Where SparQ fits in the broader analytics and AI stack​

SparQ is positioned as the governed source-of-truth layer: it does not replace visualization tools or ML engines but prepares the data those tools consume. In a typical modern Microsoft ecosystem this becomes:
  • S/4HANA Cloud remains the transactional system.
  • SparQ ingests and transforms S/4HANA data and publishes governed models into Azure.
  • Downstream tools (Power BI, Fabric, Databricks notebooks and MLOps pipelines) build analytics and AI use cases on top of the SparQ semantic layer.
  • Central governance (data catalogue, classification and lineage) is enforced at SparQ and propagated downstream.
This approach supports decentralised report creation (citizen developers) while avoiding duplicated business logic, because all Power BI authors use the same governed models.
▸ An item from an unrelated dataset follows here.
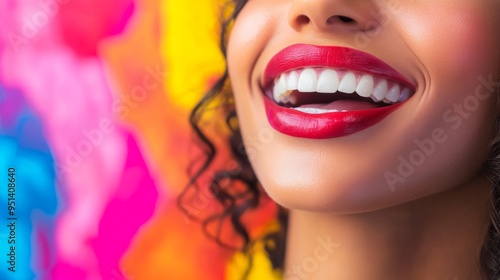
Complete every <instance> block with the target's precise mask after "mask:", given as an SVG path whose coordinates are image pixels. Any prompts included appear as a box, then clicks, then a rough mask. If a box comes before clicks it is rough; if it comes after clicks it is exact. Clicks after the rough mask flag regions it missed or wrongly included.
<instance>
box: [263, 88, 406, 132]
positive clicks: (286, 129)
mask: <svg viewBox="0 0 500 280" xmlns="http://www.w3.org/2000/svg"><path fill="white" fill-rule="evenodd" d="M400 105H401V103H400V104H396V105H390V106H386V107H381V108H376V109H370V110H359V111H348V112H334V113H325V114H307V113H303V112H300V111H297V110H294V109H290V108H285V107H281V106H278V105H277V104H276V103H274V102H273V101H271V100H270V99H269V98H268V97H264V106H265V108H266V115H267V119H268V120H269V124H270V125H271V126H272V127H273V128H274V129H276V130H277V131H279V132H281V133H283V134H287V135H290V136H294V137H301V138H309V139H330V138H338V137H343V136H346V135H349V134H353V133H356V132H358V131H361V130H364V129H367V128H369V127H371V126H373V125H375V124H377V123H378V122H380V121H382V120H383V119H384V118H385V117H387V116H388V115H389V114H391V113H392V112H394V111H395V110H396V109H397V108H399V106H400Z"/></svg>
Final assessment — practical verdict for WindowsForum readers​

Kagool’s announcement that SparQ (v2.3) is SAP‑certified for clean core with SAP S/4HANA Cloud is strategically relevant to organisations wrestling with BW migrations, KPI sprawl and AI readiness. The product’s core claims — governed SAP→Azure pipelines, prebuilt domains, lineage and the BW Analyser — map directly to common pain points we hear from CIOs and finance leaders.
That said, an announced certification and vendor marketing do not replace independent verification. The clean‑core certification program is real and meaningful; it requires partners to follow SAP‑endorsed integration approaches and to re‑certify for new SAP releases. Before committing to a platform like SparQ, organisations should:
  • Confirm the SAP ICC listing and the certification scope.
  • Understand the exact SAP interfaces used, and validate that they align with internal security and performance requirements.
  • Run a realistic POC that exercises month‑end volumes, lineage checks and RLS/CLS enforcement.
  • Model operational Azure costs and the expected savings from BW rationalisation.
If the certification and the POC both check out, SparQ should shorten migration timelines, reduce reporting inconsistency, and accelerate the safe adoption of analytics and generative AI on top of SAP data — without stuffing custom logic into the ERP core. For organisations prioritising clean core hygiene while demanding faster insight delivery, that combination is both compelling and pragmatic.
In short: the certification news is worth attention, but treat it as the beginning of technical due diligence — verify, test at scale, and align commercial commitments before you place production workloads on any new integration fabric.